John Lennon, 1940 – 1908, New York.
35 years ago when Mark David Chapman took the life of John Lennon. He was one of the world’s most famous band members and songwriters ever. New York remembers its adopted son by a memorial in Central Park, aptly called Strawberry Fields.
In Liverpool the lives of John, George, Ringo and Paul are part of the fabric of the city. The airport was renamed John Lennon Airport in 2001. Fans travel to the city to immerse themselves in the Cavern Club, and tour the Beatlesstory.com. There’s even a tribute hotel called Hards Days Night with memorabilia from the Beatles heydays, hardsdaysnighthotel.com with rates from £95.

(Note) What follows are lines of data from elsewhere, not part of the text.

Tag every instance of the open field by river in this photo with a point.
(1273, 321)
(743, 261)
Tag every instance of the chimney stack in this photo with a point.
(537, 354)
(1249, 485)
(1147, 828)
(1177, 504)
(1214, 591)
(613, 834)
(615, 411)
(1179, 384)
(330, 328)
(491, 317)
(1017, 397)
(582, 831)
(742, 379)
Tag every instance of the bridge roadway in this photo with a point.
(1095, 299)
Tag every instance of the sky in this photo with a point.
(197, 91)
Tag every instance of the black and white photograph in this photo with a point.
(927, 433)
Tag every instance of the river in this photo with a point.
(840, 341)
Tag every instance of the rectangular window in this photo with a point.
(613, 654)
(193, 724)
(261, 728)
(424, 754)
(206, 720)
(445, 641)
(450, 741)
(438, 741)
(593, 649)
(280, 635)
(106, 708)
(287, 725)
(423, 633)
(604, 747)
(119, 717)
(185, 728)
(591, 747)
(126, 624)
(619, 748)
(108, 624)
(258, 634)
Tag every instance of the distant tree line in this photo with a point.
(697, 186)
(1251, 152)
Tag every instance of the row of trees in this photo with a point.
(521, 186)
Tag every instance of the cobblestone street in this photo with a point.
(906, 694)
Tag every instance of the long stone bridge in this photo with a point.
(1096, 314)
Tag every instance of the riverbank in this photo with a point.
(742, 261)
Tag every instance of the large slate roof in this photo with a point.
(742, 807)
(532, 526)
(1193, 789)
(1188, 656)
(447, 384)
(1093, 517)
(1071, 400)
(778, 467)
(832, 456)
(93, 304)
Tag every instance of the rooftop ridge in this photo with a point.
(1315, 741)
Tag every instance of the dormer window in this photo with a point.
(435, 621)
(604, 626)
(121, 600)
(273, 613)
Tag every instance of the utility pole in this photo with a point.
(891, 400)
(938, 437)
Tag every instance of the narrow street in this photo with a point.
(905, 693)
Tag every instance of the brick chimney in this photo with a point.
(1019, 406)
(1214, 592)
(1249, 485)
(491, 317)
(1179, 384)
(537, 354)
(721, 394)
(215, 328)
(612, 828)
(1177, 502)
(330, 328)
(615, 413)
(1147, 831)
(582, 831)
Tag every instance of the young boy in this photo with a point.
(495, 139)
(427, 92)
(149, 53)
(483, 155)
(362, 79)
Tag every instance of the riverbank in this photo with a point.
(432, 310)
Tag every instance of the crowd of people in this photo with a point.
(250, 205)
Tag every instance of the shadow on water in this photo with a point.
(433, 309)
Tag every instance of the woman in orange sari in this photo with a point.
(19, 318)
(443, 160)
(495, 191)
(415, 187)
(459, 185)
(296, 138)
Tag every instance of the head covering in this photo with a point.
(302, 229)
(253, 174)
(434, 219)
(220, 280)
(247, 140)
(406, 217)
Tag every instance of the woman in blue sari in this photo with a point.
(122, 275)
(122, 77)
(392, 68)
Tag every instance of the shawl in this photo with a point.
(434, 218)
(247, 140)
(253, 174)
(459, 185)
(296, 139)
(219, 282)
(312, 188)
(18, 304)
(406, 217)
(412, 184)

Sid Vicious 1957 – 1979, New York
Most associated with the Hotel Chelsea, Sid Vicious goes down in the annals as the alleged killer of his girlfriend Nancy Spungen here. Her ghost is believed by many to haunt the hotel. Vicious died of a heroin overdose three months after her death while on bail.
Favoured spot of the beat generation the Chelsea has a long and interesting history. Home to many famous and infamous writers, actors, artists and musicians, like Bob Dylan, Leonard Cohen, Janis Joplin, Tom Waits, Iggy Pop, Patti Smith, Bob Dylan, Dee Dee Ramone and more. Hotel Chelsea is undergoing a major renovation and will reopen in 2017, chelseahotels.com.
Kurt Cobain, 1967 – 1994, Aberdeen, Washington, USA
Although Nirvana only ever released three studio albums in their seven year career they came to be regarded as one of the most influential and important rock bands. The band sold more than 100 million albums worldwide.
The tragic suicide of founder and lead singer Kurt Cobain brought the band’s trajectory back to earth. The shock of Cobain’s action caused many to prefer to believe that he was murdered or a victim of some gruesome misadventure.
Fans of the Seattle grunge scene can remember Kurt Cobain at the small memorial park in his home town of Aberdeen, at the foot of the Young Street Bridge. An unofficial memorial place to the star is the Viretta Park in Seattle where fans gather on his anniversary, April 5.
Jimi Hendrix, 1947-1970, Renton, Washington
One of the world’s greatest guitarists is remembered in his home state of Washington with a marble monument, erected by his family in Greenwood Memorial Park, Renton, WA.
Phil Lynott, 1949 – 1986, Harry Street, Dublin
Every day of the week you will see fans posing with the bronze statue of Philo on Harry Street. 30th Vibe for Philo was held on January 4, in Vicar Street.
Rory Gallagher, 1948 – 1995, Ballyshannon, Co Donegal
Rated by Rolling Stone and Gibson Guitars among the top guitarists in the world, Rory Gallagher is remembered in his birthplace, Ballyshannon with a statue and festival. In June thousands of fans from all over the world will descend on the Donegal town to play, hear some great music and remember one of world’s best, June 2-5, 2016.
Museum of Rock
Cleveland seemed an unlikely place for a museum to Rock and Roll. At the time it was developed in the late 1990s the north Ohio city was undergoing a transformation from its industrial background. The striking modern building is now a place of pilgrimage to many famous musicians dead and alive. There is a programme of exhibitions through the year, rockhall.com.